Mises Wire

Eco-imperialism: The West's New Kind of Colonialism

Mises Wire Lipton Matthews

Globally, there is a movement to remove the residues of Western imperialism from all quarters of society. Throughout the world, monuments dedicated to Western explorers and statesmen are being toppled. Activists in the developing world and their allies in the West assert that developing countries must be permitted to chart a new course without the cultural interference of the West.

Yet the West continues a form a colonialism in Africa: eco-imperialism. Because the West’s progressives like this kind of imperialism, we rarely hear anything about it. Reasonable people do believe that developing countries have a right to self-determination, yet the eco-imperialist agenda of the West has failed to invite equal venom. In other words, the West has shown it has every intention of meddling in the internal affairs of developing nations in the name of environmentalism.

Western countries, on the other hand, were afforded the luxury of exploiting their resources and energy sources without encountering grim lectures about climate change, and African countries ought to be given the same privilege. African countries, for example, are routinely lectured by the West about the need to cut back emissions and use more expensive, less productive energy sources. This is costly to these countries and it limits local self-determination.

Moreover, contrary to reports, climate change is an old problem and history records our ability to adapt to an unpredictable climate. Neither is there consensus that CO2 is a pollutant. These issues will not be rehashed in this article, because they were thoroughly covered in an earlier piece. Therefore, it is only apt for us to renounce the emotionalism of those who would prefer African countries to risk their financial health based on inconclusive data.

This problem extends beyond climate change issues, of course.

In Kenya, for example, DDT was deployed to curtail the spread of malaria, until the demise of this policy in 1990 at the behest of a government inspired by Western propaganda. Fortunately, for Kenya, the insights of some bureaucrats resulted in the resumption of DDT use in 2010. As the then head of Kenya’s malaria control unit, Willis Akhwale, reported in 2009: “New studies have shown earlier accusations of DDT to be largely incorrect. The pesticide is safe for use in malaria control, if like other chemicals it is used responsibly.”

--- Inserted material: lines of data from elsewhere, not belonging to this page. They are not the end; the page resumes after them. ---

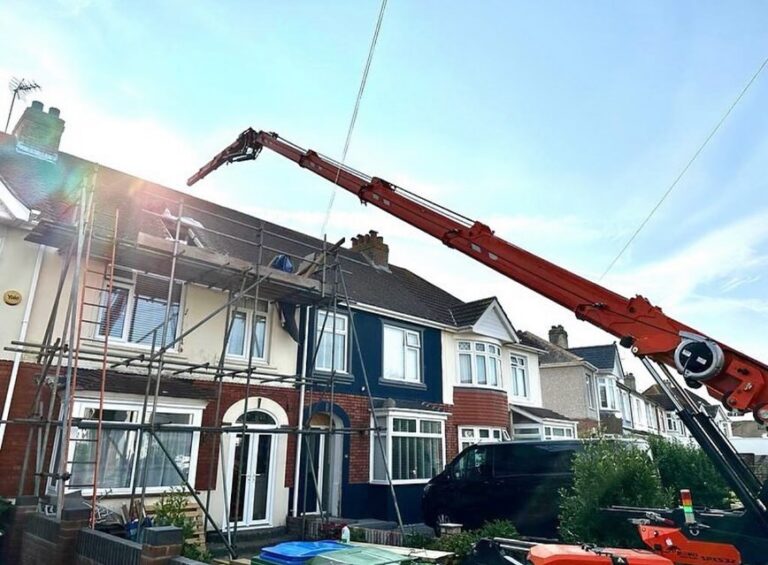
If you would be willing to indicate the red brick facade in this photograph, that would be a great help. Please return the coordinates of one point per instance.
(15, 442)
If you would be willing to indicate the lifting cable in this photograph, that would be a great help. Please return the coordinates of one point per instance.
(352, 121)
(685, 169)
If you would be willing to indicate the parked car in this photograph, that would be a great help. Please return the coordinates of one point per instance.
(518, 481)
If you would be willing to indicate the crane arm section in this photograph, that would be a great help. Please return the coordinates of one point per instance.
(735, 378)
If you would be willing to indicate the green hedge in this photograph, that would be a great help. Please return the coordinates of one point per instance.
(609, 473)
(688, 467)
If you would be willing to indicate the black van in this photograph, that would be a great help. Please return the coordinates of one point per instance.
(517, 481)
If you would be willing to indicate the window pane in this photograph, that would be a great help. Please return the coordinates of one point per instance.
(149, 311)
(258, 336)
(236, 345)
(465, 368)
(412, 372)
(118, 307)
(482, 378)
(493, 370)
(394, 354)
(160, 471)
(116, 452)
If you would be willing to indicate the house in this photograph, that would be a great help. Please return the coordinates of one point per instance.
(675, 428)
(568, 382)
(331, 372)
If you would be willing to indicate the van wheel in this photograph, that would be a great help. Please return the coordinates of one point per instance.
(441, 518)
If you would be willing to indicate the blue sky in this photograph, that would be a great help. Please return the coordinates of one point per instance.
(558, 123)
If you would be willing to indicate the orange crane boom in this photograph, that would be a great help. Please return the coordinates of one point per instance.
(738, 380)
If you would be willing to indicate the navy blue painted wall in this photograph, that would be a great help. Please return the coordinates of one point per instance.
(370, 333)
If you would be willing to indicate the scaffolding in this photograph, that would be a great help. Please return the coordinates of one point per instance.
(96, 235)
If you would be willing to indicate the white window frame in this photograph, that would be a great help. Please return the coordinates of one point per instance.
(130, 285)
(549, 432)
(514, 368)
(419, 349)
(522, 432)
(389, 416)
(250, 314)
(342, 365)
(609, 384)
(473, 353)
(589, 382)
(494, 435)
(80, 405)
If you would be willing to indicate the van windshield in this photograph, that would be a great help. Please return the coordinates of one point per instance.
(472, 464)
(533, 459)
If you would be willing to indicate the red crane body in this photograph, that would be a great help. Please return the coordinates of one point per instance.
(735, 378)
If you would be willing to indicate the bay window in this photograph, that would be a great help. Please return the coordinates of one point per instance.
(414, 444)
(472, 435)
(402, 354)
(248, 336)
(120, 464)
(331, 331)
(479, 363)
(137, 309)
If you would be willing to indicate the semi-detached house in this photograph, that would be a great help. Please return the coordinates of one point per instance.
(442, 373)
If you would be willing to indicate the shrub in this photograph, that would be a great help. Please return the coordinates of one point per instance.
(461, 544)
(688, 467)
(608, 473)
(170, 511)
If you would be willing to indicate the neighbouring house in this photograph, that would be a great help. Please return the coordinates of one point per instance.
(675, 428)
(568, 382)
(385, 350)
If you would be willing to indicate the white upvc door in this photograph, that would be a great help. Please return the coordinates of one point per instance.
(252, 492)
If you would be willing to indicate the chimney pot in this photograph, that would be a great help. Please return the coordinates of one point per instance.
(39, 133)
(373, 247)
(558, 336)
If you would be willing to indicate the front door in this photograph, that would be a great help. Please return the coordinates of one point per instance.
(251, 478)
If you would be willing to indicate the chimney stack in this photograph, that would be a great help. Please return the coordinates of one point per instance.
(558, 336)
(373, 247)
(39, 133)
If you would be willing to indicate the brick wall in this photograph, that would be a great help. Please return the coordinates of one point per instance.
(15, 442)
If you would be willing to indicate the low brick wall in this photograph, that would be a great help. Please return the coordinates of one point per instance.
(48, 541)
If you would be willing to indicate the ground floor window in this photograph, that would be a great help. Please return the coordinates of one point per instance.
(414, 444)
(546, 431)
(122, 461)
(470, 435)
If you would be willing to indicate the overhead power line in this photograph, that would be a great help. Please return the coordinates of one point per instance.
(685, 169)
(363, 81)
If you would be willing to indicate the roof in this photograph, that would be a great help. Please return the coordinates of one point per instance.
(52, 188)
(543, 413)
(469, 313)
(553, 353)
(601, 356)
(657, 395)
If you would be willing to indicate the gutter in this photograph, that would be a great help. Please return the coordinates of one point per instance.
(22, 336)
(302, 390)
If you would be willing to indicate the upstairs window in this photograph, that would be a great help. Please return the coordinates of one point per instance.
(402, 354)
(248, 337)
(137, 310)
(479, 363)
(608, 393)
(331, 331)
(520, 385)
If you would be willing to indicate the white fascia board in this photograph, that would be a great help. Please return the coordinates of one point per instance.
(397, 315)
(16, 208)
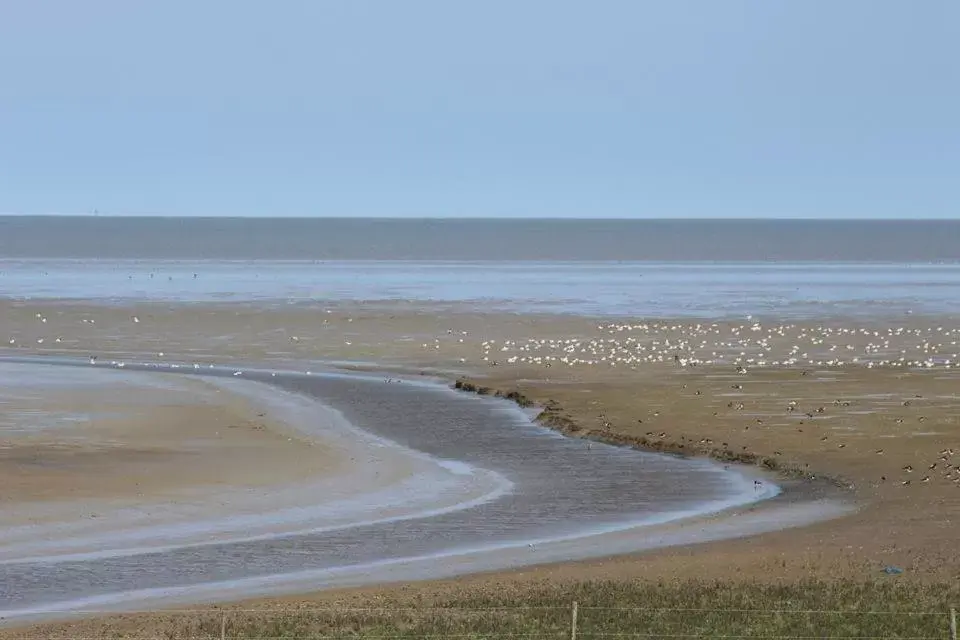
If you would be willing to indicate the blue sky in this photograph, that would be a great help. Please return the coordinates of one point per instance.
(719, 108)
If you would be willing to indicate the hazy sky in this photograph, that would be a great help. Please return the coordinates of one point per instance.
(717, 108)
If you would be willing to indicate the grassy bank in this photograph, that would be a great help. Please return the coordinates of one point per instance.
(881, 609)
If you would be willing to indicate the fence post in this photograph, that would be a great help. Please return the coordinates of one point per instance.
(573, 622)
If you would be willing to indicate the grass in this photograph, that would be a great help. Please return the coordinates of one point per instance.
(812, 609)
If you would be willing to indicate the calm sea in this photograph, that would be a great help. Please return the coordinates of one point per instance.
(646, 268)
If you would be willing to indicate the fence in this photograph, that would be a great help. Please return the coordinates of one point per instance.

The truth is that DDT was never given an impartial hearing before the decision to terminate its use. Economist Roger Bates states the issues bluntly: “Despite the fact that many of the fears surrounding DDT were based on inadequate and, unscientific studies, the U.S. Environmental Protection Agency (EPA) banned DDT in 1972…. The EPA administrator William Ruckelshaus overturned scientific reports and evidence from numerous expert witnesses that firmly opposed a ban on DDT.”

In fact, a 2011 study found that the impact of DDT on lakes in Africa was not only moderate, but also that low contamination levels explain the abundance of the lesser flamingo population in these aquatic environments. For political reasons, poor countries are coaxed into implementing expensive programs to caress the egos of affluent environmentalists, whose living standards remain unaffected by their bad ideas. Accordingly, Paul Driessen paints a dreary picture of the consequences of environmental activism on Africa: “Now, even as locusts wipe out staple food crops, rabid NGOs are pressuring Kenya’s parliament to ban over 200 pesticides that have been approved as safe for crops, wildlife and people by Kenya’s authorities and by regulators in the USA, Canada, and other nations.”

As Driessen rightly argues, instead of promoting modern farming techniques for Africa, they advertise the insidious program of agroecology with a fixation on perceived indigenous practices to the exclusion of knowledge, technologies, and equipment that could reduce poverty and other social ills in Africa. It is even more disturbing that the eco-imperialism of the West is insufficiently challenged by African leaders. Fossil fuels power renewables and are responsible for the higher living standards in the developed world by facilitating efficient production, yet as Samuel Ayokunle Oyo notes, policymakers are unwisely considering a ban on fossil fuels: “In Nigeria, for example, proposed policies exploring an outright ban on independent fossil fuel systems could erode the progress in extending electrification across the country…. These fossil fuel systems form part of hybrid renewable energy networks that play a large part in sustainably electrifying under-served communities in Sub-Saharan Africa.”

African leaders are so distracted by the empty rhetoric of environmentalists that they may impoverish their people to signal commonalities with misguided Western elites. Moreover, despite the proclivity of African politicians to decry neocolonialism, it appears that in the arena of environmental management they are willing to make concessions to the West. However, the truth is that though Western civilization is frequently derided, most regions take their cues from the West. So, even if the climate policies of the Western world are dubious, due to the West's cultural capital, they will be exported elsewhere.

But to truly exercise sovereignty Africans must extricate themselves from the allure of Western leftism. It is illogical to oppose Western imperialism yet accept eco-policies crafted by the West that are antithetical to Africa’s progress. Essentially, adopting the rhetoric of environmentalists may esteem African leaders in the eyes of their Western counterparts, but unfortunately, their constituents will be rewarded with poverty.